Pandas Column Operations
When working with data in Pandas, column operations are among the most common tasks you'll perform. Whether you're selecting specific columns for analysis, creating new columns from existing data, or transforming column values, mastering column operations is essential for effective data manipulation.
Introduction to Pandas Columns
In a Pandas DataFrame, columns represent variables or features of your dataset. Each column has a name (label) and contains data of a specific type. Understanding how to work with columns efficiently is crucial for data analysis and preprocessing.

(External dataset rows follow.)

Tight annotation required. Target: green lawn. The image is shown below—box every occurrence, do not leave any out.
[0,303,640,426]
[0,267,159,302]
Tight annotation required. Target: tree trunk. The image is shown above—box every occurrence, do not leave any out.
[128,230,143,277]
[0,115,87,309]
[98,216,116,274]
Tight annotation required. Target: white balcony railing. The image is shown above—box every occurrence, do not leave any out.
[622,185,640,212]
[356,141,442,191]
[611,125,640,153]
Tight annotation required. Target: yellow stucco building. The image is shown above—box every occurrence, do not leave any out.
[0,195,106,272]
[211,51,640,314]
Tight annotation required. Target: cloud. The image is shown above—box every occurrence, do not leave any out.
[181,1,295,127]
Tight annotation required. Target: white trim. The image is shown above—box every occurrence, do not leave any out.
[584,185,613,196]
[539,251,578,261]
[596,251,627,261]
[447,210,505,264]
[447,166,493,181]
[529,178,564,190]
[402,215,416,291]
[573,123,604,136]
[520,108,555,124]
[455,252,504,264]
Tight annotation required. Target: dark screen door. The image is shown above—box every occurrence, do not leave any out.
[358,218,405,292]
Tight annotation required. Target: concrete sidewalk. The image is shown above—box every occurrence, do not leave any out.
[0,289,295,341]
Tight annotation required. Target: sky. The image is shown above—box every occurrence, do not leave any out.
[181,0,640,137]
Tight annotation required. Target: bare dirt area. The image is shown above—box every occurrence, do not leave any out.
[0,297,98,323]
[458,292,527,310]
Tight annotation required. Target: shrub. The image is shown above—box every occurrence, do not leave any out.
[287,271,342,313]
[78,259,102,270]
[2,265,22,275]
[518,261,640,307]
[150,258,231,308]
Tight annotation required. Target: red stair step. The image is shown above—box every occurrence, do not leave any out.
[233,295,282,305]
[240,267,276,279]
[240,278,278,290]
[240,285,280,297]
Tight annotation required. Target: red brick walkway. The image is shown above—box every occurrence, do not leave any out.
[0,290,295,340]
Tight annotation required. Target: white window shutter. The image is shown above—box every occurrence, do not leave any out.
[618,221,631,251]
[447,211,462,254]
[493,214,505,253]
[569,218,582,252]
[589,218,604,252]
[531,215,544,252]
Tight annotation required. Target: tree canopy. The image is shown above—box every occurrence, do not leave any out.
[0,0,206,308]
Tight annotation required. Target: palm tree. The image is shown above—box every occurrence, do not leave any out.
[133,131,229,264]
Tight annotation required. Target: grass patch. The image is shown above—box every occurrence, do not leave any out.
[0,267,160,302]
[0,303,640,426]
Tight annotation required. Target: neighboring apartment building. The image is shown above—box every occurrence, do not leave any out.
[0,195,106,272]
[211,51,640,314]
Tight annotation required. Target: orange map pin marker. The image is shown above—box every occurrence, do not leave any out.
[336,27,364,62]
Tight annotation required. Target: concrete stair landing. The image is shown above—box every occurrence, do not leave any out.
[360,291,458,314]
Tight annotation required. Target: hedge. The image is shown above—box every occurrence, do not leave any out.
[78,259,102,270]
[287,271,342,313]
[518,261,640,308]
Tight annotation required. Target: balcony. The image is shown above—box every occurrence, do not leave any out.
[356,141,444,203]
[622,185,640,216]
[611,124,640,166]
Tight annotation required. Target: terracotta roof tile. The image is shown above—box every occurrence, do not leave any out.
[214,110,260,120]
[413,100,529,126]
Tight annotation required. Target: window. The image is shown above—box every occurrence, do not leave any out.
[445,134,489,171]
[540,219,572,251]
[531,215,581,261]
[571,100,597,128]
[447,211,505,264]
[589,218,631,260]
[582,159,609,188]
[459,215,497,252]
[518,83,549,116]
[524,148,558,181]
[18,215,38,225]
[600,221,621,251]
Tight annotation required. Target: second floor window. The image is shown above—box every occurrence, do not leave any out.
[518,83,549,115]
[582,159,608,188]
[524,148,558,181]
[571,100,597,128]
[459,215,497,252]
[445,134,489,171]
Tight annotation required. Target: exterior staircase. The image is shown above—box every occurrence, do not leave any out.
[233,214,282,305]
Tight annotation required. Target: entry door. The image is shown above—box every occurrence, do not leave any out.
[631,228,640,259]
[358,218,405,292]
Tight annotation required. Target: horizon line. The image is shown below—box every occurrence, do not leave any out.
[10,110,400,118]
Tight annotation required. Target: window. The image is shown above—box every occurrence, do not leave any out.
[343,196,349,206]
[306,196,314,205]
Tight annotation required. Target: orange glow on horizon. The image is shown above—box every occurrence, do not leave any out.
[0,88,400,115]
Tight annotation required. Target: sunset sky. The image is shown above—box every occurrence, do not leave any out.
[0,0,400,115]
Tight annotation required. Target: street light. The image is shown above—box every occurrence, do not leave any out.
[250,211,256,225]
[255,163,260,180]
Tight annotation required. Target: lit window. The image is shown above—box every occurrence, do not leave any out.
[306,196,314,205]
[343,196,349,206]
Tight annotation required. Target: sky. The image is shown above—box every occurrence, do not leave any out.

Let's start by importing Pandas and creating a sample DataFrame:
import pandas as pd
import numpy as np
# Create a sample DataFrame
data = {
'Name': ['Alice', 'Bob', 'Charlie', 'David', 'Emma'],
'Age': [24, 27, 22, 32, 28],
'City': ['New York', 'Boston', 'Chicago', 'Seattle', 'Miami'],
'Salary': [72000, 65000, 58000, 90000, 76000]
}
df = pd.DataFrame(data)
print(df)
Output:
Name Age City Salary
0 Alice 24 New York 72000
1 Bob 27 Boston 65000
2 Charlie 22 Chicago 58000
3 David 32 Seattle 90000
4 Emma 28 Miami 76000
Basic Column Selection
Selecting a Single Column
You can select a single column from a DataFrame in two ways:
# Method 1: Using square brackets - returns a pandas Series
ages = df['Age']
print("Type:", type(ages))
print(ages)
# Method 2: Using dot notation (only works for simple column names without spaces or special characters)
ages_dot = df.Age
print("Type:", type(ages_dot))
print(ages_dot)
Output:
Type: <class 'pandas.core.series.Series'>
0 24
1 27
2 22
3 32
4 28
Name: Age, dtype: int64
Type: <class 'pandas.core.series.Series'>
0 24
1 27
2 22
3 32
4 28
Name: Age, dtype: int64
Selecting Multiple Columns
To select multiple columns, you can provide a list of column names:
# Select Name and Salary columns
name_salary = df[['Name', 'Salary']]
print(type(name_salary))
print(name_salary)
Output:
<class 'pandas.core.frame.DataFrame'>
Name Salary
0 Alice 72000
1 Bob 65000
2 Charlie 58000
3 David 90000
4 Emma 76000
Adding and Creating New Columns
Adding a New Column with a Constant Value
# Add a department column with the same value for all rows
df['Department'] = 'Engineering'
print(df)
Output:
Name Age City Salary Department
0 Alice 24 New York 72000 Engineering
1 Bob 27 Boston 65000 Engineering
2 Charlie 22 Chicago 58000 Engineering
3 David 32 Seattle 90000 Engineering
4 Emma 28 Miami 76000 Engineering
Creating a New Column Based on Existing Columns
You can create new columns by performing operations on existing columns:
# Calculate bonus as 10% of salary
df['Bonus'] = df['Salary'] * 0.1
print(df)
Output:
Name Age City Salary Department Bonus
0 Alice 24 New York 72000 Engineering 7200.0
1 Bob 27 Boston 65000 Engineering 6500.0
2 Charlie 22 Chicago 58000 Engineering 5800.0
3 David 32 Seattle 90000 Engineering 9000.0
4 Emma 28 Miami 76000 Engineering 7600.0
Using apply()
to Create Columns
For more complex operations, you can use the apply()
function:
# Create a new column with custom logic
def calculate_experience(age):
return max(0, age - 21)
df['Experience'] = df['Age'].apply(calculate_experience)
print(df)
Output:
Name Age City Salary Department Bonus Experience
0 Alice 24 New York 72000 Engineering 7200.0 3
1 Bob 27 Boston 65000 Engineering 6500.0 6
2 Charlie 22 Chicago 58000 Engineering 5800.0 1
3 David 32 Seattle 90000 Engineering 9000.0 11
4 Emma 28 Miami 76000 Engineering 7600.0 7
Using Lambda Functions with Apply
You can also use lambda functions for simpler operations:
# Create a column for total compensation
df['Total_Comp'] = df.apply(lambda row: row['Salary'] + row['Bonus'], axis=1)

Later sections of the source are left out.